Tiene más ángulos la operación de las cajas gallegas para volver a la empresa que controla las autopistas. Porque ambas, Caixa Galicia y Caixanova, tienen participaciones por casi un 9% en la constructora Sacyr, es decir, en la empresa que quiere vender su participación en Itínere tras ser el accionista casi único hasta este año.

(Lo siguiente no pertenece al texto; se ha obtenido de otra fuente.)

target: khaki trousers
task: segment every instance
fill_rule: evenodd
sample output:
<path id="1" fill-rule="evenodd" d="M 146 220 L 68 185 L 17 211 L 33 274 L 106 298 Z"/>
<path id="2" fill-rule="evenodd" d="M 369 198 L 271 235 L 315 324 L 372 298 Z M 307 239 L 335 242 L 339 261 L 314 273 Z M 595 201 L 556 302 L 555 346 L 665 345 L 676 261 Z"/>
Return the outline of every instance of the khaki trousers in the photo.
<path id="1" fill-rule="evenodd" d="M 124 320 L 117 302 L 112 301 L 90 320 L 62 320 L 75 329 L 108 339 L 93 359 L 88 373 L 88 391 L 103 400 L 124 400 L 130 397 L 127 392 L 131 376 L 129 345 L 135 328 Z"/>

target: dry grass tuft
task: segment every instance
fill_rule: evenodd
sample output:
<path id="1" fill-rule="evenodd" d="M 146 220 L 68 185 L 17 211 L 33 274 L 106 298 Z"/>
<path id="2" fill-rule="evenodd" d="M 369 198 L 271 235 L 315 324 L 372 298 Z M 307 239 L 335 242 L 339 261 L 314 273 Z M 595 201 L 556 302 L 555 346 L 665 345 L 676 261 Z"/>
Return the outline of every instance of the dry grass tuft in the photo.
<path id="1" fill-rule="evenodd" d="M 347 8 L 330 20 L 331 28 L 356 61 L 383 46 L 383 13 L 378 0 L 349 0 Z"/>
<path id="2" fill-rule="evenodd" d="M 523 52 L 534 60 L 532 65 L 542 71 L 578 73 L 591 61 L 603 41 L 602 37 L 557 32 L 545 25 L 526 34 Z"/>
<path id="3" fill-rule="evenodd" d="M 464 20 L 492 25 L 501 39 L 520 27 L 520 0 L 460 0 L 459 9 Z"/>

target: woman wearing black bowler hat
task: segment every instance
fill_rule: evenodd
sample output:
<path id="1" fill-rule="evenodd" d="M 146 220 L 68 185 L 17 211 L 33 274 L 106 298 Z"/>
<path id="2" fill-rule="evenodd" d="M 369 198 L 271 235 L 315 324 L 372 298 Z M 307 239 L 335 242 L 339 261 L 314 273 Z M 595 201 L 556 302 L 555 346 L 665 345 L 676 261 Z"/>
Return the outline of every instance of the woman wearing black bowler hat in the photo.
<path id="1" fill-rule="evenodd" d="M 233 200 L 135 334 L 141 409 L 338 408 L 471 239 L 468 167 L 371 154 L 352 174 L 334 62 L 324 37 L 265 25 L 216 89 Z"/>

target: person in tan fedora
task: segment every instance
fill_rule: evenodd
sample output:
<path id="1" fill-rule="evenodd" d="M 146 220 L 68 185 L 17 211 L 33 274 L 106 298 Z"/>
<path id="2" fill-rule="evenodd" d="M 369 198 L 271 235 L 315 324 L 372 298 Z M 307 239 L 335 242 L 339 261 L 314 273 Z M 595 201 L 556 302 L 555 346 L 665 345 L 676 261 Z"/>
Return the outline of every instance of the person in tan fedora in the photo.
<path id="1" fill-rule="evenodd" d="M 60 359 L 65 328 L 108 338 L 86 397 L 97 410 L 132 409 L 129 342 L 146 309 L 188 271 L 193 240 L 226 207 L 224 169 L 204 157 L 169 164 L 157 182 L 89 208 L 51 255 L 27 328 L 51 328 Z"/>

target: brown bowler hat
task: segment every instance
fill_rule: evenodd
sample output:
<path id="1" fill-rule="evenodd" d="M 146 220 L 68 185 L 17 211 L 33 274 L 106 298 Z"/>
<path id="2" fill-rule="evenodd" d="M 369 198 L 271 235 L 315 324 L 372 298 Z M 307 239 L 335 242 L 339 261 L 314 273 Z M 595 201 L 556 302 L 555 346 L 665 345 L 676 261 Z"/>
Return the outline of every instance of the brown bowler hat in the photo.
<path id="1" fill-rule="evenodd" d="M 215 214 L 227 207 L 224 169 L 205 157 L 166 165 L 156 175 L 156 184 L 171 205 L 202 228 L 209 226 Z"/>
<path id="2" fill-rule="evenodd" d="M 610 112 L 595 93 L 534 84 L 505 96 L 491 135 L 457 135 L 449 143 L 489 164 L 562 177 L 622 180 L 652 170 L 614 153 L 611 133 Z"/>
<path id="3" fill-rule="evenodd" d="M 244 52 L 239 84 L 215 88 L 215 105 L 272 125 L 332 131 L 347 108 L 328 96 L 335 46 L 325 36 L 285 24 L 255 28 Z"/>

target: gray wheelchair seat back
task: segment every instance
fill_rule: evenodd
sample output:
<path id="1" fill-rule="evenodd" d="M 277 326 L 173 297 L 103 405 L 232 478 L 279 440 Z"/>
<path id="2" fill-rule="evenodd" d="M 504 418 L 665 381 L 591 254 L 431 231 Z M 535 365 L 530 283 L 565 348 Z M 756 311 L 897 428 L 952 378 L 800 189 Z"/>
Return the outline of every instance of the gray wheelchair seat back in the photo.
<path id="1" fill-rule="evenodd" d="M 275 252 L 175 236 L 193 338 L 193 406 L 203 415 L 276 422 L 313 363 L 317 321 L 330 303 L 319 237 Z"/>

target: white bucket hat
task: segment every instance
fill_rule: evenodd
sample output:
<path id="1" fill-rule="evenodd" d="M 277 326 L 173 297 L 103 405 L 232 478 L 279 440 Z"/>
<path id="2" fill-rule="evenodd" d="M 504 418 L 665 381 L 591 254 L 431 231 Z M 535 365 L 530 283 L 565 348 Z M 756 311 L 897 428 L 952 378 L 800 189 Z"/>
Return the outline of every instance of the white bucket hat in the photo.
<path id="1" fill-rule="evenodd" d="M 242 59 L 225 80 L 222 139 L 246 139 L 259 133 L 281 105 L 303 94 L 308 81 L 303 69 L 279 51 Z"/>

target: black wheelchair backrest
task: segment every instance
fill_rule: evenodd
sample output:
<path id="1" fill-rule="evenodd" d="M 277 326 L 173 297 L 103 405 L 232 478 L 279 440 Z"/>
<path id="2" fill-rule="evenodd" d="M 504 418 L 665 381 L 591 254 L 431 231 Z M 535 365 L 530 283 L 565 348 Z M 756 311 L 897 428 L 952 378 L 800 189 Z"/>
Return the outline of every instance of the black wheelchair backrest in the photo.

Una de las posibilidades que se podrían dar es un canje de acciones: las dos cajas entregan sus títulos en la constructora a cambio de su parte en la autopista, con las compensaciones que sean necesarias. Sin embargo, ninguna caja ha confirmado ese extremo. De hecho, una de las posibilidades con las que se especulaba hace unos meses, tras el movimiento de Citi para hacerse con las autopistas.
Ese movimiento, la venta, podría darse posteriormente o, incluso, no llevarse a cabo. «No hay nada decidido [sobre la participación en Sacyr]», explican, por su lado, Caixa Galicia y Caixanova. La primera mantiene un 2,99% de la sociedad que preside Luis del Rivero. La segunda, un 5,96% repartido de dos formas: directamente tiene un 3,96 y el otro 2 por medio de Participaciones Agrupadas, donde están también otras financieras.
La historia
Las dos entidades gallegas llegaron a las autopistas gallegas a finales del 2003, cuando el Gobierno de Aznar privatizó la empresa ENA, entonces dueña de la Audasa, concesionaria de la AP-9. Sacyr-Vallehermoso se hizo con un 50%, el Santander con otro 20 y Caixa Galicia y Caixanova, con un 10% cada una.
El negocio de la gran autopista gallega se ha revelado bien rentable. En el 2003, justo antes de la privatización, solo en peajes la sociedad ingresó 76 millones de euros. Un año después la cifra había engordado hasta los 89,4 millones. En el 2007 la cantidad ya estaba en los 152 y un ejercicio después, en plena crisis y con menos coches circulando, ya superó los 155 millones.